Paul Revere's Grandsons Fought In the Civil War

Portrait of Paul Revere, circa 1768
Paul Revere had a large family with a total of 51 grandchildren, three of whom, Paul Joseph Revere, Joseph Warren Revere and Edward Hutchinson Revere, served in the Union army during the Civil War.

Paul Joseph Revere served as a colonel in the 20th Massachusetts Regiment along with Edward Hutchinson Revere who was an assistant army surgeon. Joseph Warren Revere served as a Brigadier General in the New Jersey Volunteer Infantry.

Both Paul and Edward were captured by Confederate troops during the Battle at Ball's Bluff in Virginia in October of 1861. According to the book “Massachusetts in the War” Paul spent time in the infamous Libby prison in Richmond before being exchanged for several Confederate pirates:

In the Battle of Ball's Bluff, October 21 1861, he was wounded in the leg and made prisoner, being confined first at Libby prison and afterward being one of seven Federal officers made hostages for the lives of Confederate privateersmen held by the United States government on the charge of piracy.

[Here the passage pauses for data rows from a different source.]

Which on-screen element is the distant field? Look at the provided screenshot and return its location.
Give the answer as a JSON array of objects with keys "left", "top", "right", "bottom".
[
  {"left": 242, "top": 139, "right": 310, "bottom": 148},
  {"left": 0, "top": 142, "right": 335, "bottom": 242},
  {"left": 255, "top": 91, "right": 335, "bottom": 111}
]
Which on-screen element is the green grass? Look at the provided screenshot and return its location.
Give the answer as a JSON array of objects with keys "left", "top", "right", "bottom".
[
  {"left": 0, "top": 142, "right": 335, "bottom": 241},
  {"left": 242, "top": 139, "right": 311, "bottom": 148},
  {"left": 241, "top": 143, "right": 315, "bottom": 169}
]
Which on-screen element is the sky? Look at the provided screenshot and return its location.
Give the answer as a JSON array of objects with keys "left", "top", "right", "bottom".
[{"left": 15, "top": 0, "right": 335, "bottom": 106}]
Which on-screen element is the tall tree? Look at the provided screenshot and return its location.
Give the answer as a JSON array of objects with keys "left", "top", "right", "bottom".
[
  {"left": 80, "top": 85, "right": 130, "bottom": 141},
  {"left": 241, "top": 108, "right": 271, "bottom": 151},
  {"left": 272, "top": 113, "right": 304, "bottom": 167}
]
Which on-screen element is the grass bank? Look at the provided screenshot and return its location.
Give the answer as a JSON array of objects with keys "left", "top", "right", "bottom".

For three months he was with his fellow hostages confined in a wretched cell of Henrico county jail. He was paroled on 22 of February, 1862, and being exchanged May 2 rejoined his regiment before Yorktown.”

According to the book “Harvard Memorial Biographies” Edward was held at a Confederate prison in Leesburg and then in Richmond. The prison is not named but the author states it was a former tobacco warehouse. Libby prison was, in fact, a former tobacco warehouse but so was another Richmond Confederate prison, Castle Thunder. These warehouses were located along Tobacco Row near the James River.

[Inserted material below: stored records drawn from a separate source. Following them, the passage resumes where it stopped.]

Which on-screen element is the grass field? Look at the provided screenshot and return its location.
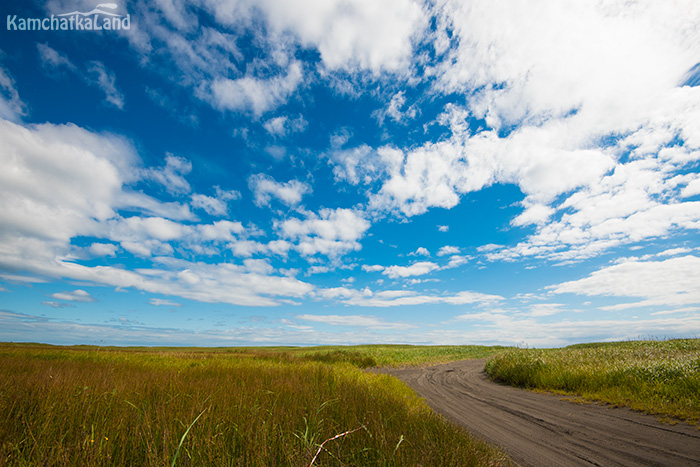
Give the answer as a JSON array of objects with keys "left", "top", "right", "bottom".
[
  {"left": 486, "top": 339, "right": 700, "bottom": 423},
  {"left": 0, "top": 344, "right": 509, "bottom": 466}
]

After his brother Paul was taken as a hostage from the prison and moved to Henrico, Edward wrote a letter home informing his family of the news. The context of the letter further suggests Edward was at Libby prison with Paul but, again, the prison is not named:

“Paul and the other officers left us last Thursday for the jail, to await the trial of the privateersmen. There were seven in all from here, the rest of the fourteen being either in South Carolina or New Orleans. They are confined in one small cell, with two small windows. I hear from them everyday, but am not allowed to see them. You can imagine our anxiety to hear what action the government will take when they hear of their imprisonment, for there is not the slightest doubt in my mind that whatever is done to the privateersmen will be meted out to our unfortunate comrades.”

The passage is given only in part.